The manager of Bojangles Guitars, a low cost keyboard manufacturer, is considering 2 options for manufacturing guitars. One is a completely manual system where the fixed costs of operating the workshop for a month total $2,500. Each guitar requires materials which cost $5 and takes one employee two hours to make. Employees are paid $15 an hour.
The other option is to rent a machine to assist in the production of the guitars. Doing so would increase the total fixed costs of operating the workshop for a month to $5,000. Using the machine would also reduce the employee labour time to one hour per guitar. Employees would still be paid $15 an hour. The material costs would remain the same
The guitars are sold to a wholesaler for $45 each. Expected sales are 600 guitars per month.
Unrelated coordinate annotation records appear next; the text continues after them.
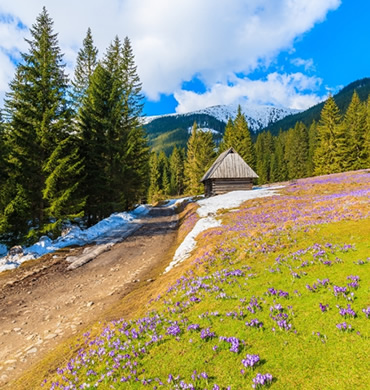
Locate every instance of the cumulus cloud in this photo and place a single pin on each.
(175, 39)
(287, 90)
(306, 64)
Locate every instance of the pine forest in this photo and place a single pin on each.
(75, 151)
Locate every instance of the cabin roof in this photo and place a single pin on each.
(229, 165)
Using cost volume profit analysis to inform your decision which option would provide the highest monthly profit? (Provide your workings)
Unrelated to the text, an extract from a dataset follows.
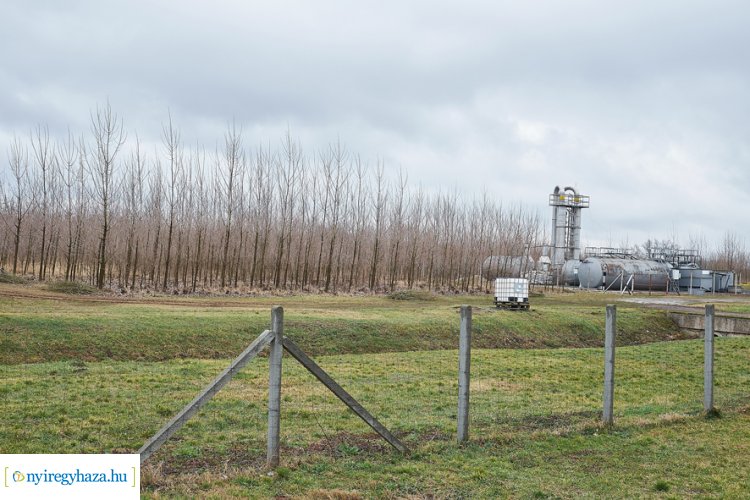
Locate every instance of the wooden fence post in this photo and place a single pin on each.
(708, 360)
(274, 386)
(609, 366)
(464, 372)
Solution: Calculation of monthly profit under both options:
Manual System | Machine System | |
Sales | 600 guitars * $45 = $27,000 | 600 guitars * $45 = $27,000 |
Less: Variable Cost | ||
Material | (600 guitars * $5) = ($3,000) | (600 guitars * $5) = ($3,000) |
Employee Cost | (600 guitars * 2 hours * $15) = ($18,000) | (600 guitars * 1 hour * $15) = ($9,000) |
Contribution | $6,000 | $15,000 |
Less: Fixed Cost | ($2,500) | ($5,000) |
Profit | $3,500 | $10,000 |
Rent a machine to assist in the production of the guitars option would provide the highest monthly profit.